Microsoft is quietly turning Copilot in Edge into more than a chat box. On mobile, the browser’s assistant can now capture what’s on your screen for you, letting it see exactly what you’re looking at instead of making you describe it.
The feature showed up in a recent demo from creator Aditya Madiraju, who highlights Edge’s Copilot as a workaround for using AI tools inside apps like WhatsApp. Instead of copying text or juggling screenshots by hand, you can have Copilot in Edge take a snapshot of whatever is on screen and use that as context for your query.
How Copilot screenshots work in Edge on mobile
In the Edge mobile browser, Copilot lives alongside the address bar and other controls. When invoked, it can now grab an image of the active page or content you’re viewing, then feed that directly into an AI prompt.
That screenshot becomes another input to Copilot’s multimodal model, so you can ask questions about what’s on screen — for example, summarizing a long chat, drafting a reply based on recent messages, or extracting key details from a product page or document.

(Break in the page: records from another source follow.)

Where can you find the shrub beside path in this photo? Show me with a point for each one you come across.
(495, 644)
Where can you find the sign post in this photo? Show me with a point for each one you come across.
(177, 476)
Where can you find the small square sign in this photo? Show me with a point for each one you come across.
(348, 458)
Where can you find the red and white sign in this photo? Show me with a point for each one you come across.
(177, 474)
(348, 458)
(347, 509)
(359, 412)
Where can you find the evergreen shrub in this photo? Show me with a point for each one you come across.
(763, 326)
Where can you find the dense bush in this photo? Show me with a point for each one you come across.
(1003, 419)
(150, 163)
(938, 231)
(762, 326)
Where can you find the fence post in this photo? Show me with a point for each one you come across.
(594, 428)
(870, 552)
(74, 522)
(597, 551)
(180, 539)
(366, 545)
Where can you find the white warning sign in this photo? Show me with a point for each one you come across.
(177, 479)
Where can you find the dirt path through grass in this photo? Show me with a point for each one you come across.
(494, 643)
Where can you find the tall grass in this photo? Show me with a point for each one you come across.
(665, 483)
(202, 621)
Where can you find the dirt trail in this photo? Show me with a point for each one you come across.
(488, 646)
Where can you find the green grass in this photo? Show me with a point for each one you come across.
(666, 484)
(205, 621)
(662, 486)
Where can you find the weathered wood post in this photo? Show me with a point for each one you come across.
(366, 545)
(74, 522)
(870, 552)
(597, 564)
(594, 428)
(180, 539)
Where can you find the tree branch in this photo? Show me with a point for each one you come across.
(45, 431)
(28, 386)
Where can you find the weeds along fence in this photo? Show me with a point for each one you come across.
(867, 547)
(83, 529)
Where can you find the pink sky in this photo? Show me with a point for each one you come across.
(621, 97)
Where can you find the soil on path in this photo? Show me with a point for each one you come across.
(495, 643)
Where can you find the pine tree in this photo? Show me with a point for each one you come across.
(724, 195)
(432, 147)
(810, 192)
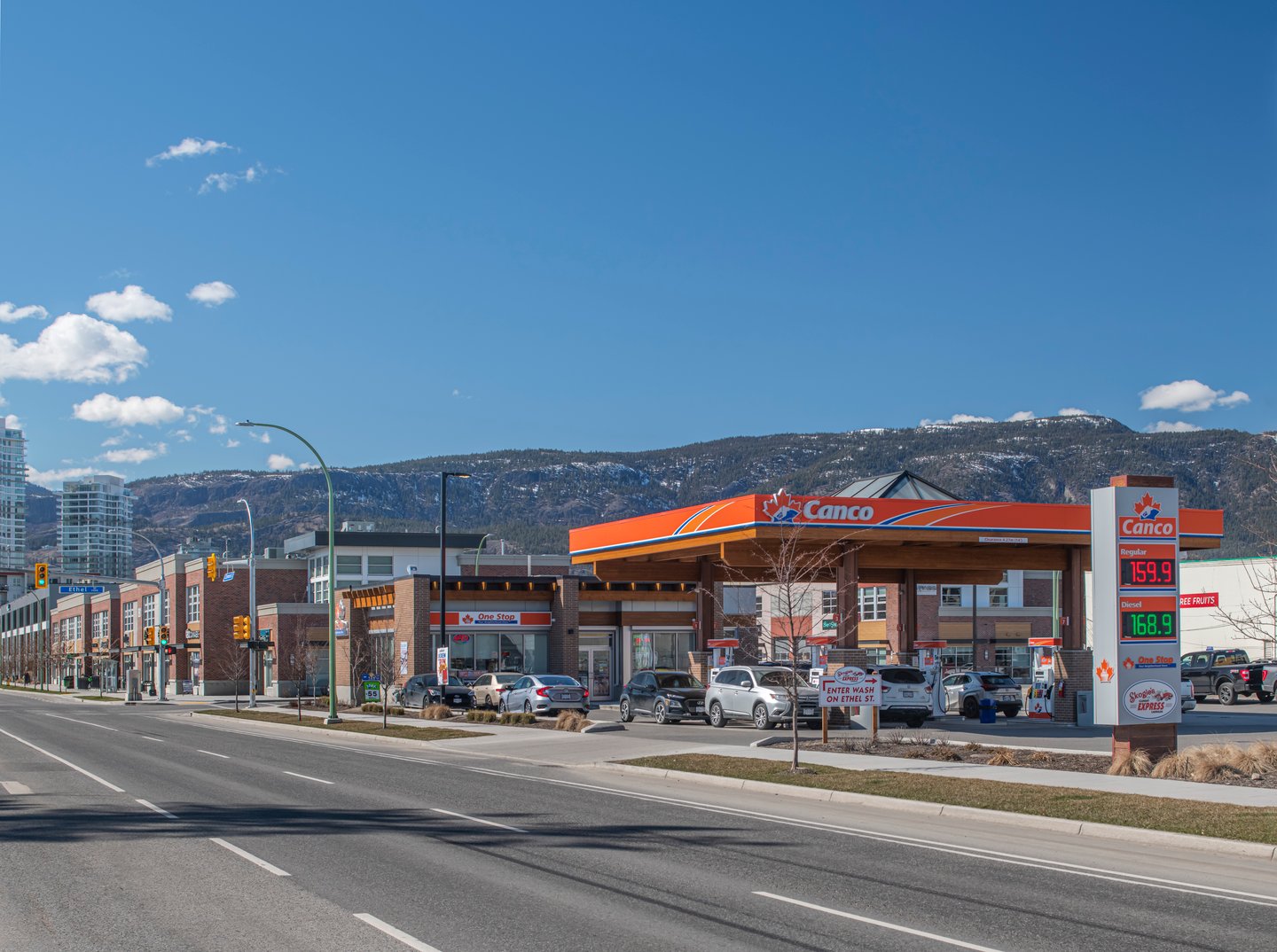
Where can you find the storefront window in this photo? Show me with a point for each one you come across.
(661, 650)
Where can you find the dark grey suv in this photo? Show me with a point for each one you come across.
(760, 694)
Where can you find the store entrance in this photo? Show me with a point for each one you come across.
(594, 667)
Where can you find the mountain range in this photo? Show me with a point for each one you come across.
(530, 498)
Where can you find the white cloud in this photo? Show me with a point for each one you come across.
(11, 312)
(54, 479)
(958, 418)
(129, 304)
(188, 148)
(225, 182)
(1187, 397)
(74, 347)
(212, 293)
(130, 411)
(134, 455)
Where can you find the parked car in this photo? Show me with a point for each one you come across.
(966, 690)
(761, 694)
(667, 696)
(544, 693)
(490, 687)
(1227, 673)
(423, 691)
(905, 693)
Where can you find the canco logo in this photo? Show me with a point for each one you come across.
(1146, 522)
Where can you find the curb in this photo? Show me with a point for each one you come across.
(1071, 827)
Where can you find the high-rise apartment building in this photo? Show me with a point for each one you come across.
(13, 499)
(95, 531)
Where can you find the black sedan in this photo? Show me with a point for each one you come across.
(668, 696)
(423, 691)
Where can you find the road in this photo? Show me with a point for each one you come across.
(153, 830)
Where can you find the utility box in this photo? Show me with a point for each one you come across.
(1085, 701)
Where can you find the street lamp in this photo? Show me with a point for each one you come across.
(443, 557)
(252, 609)
(333, 613)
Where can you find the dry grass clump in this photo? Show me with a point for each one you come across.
(1003, 757)
(1134, 763)
(571, 720)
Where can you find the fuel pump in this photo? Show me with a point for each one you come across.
(1042, 687)
(928, 660)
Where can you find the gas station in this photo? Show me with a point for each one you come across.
(855, 542)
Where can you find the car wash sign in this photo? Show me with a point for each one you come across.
(1134, 559)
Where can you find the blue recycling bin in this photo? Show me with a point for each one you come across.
(987, 711)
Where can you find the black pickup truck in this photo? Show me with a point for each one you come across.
(1229, 673)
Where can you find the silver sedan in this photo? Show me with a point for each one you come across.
(545, 693)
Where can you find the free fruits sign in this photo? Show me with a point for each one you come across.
(850, 687)
(1134, 555)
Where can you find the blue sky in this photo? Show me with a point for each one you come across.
(421, 229)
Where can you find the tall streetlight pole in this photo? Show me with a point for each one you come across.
(443, 557)
(333, 568)
(252, 608)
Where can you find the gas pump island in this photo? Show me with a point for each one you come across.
(1134, 557)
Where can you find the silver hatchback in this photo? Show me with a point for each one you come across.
(760, 694)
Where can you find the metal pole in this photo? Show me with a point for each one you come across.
(333, 609)
(252, 608)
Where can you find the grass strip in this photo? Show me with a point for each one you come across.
(1224, 821)
(395, 730)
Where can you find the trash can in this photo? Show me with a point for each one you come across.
(987, 711)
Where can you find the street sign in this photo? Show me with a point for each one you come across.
(850, 687)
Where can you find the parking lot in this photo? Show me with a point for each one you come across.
(1210, 724)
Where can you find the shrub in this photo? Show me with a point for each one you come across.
(571, 720)
(1132, 763)
(516, 717)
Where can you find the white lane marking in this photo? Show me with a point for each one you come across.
(1039, 862)
(476, 819)
(879, 923)
(107, 784)
(157, 809)
(249, 856)
(395, 933)
(305, 777)
(90, 724)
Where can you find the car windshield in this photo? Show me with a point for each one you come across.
(902, 675)
(778, 679)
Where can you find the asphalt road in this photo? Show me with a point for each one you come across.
(151, 830)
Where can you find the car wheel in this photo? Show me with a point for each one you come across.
(760, 717)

Madiraju’s walkthrough focuses on WhatsApp, where direct access to some AI services is limited in certain regions. Opening WhatsApp Web inside Edge on a phone and then calling Copilot gives the assistant a visual snapshot it can work from, sidestepping those app-level restrictions without extra setup.
Why screenshot capture matters for Copilot
Letting Copilot see your screen closes a gap that text-only assistants still struggle with: context. Instead of explaining a layout, copying bits of UI text, or sending multiple messages, you can rely on a single capture that shows the whole state of a conversation or page.
That’s particularly useful on mobile, where switching between apps to copy and paste is slower and more error-prone. With Edge handling both browsing and capture, Copilot can help with tasks like:
- Drafting replies to messages shown in a chat window
- Summarizing instructions, receipts, or long-form content on a site
- Pulling out names, prices, or dates from a dense page
Because Copilot is built into Edge, this doesn’t require installing an extra app or plugin. It’s part of a broader push to make the assistant feel like a system-level helper rather than a separate destination.

Availability and practical limits
The screenshot capability is tied to the Edge browser on mobile and to Copilot’s visual understanding features. If you rely on other browsers, or if you’re using native messaging apps without running them inside Edge, you won’t get the same workflow.
There are also the usual privacy considerations: when you ask Copilot about a screenshot, you’re sending the contents of that capture to Microsoft’s AI systems for processing. If you’re working with especially sensitive material, you’ll want to be deliberate about what you share.
Even with those caveats, turning a one-tap screenshot into instant AI context makes Copilot in Edge meaningfully more useful, especially in places where direct access to popular chatbots is still patchy.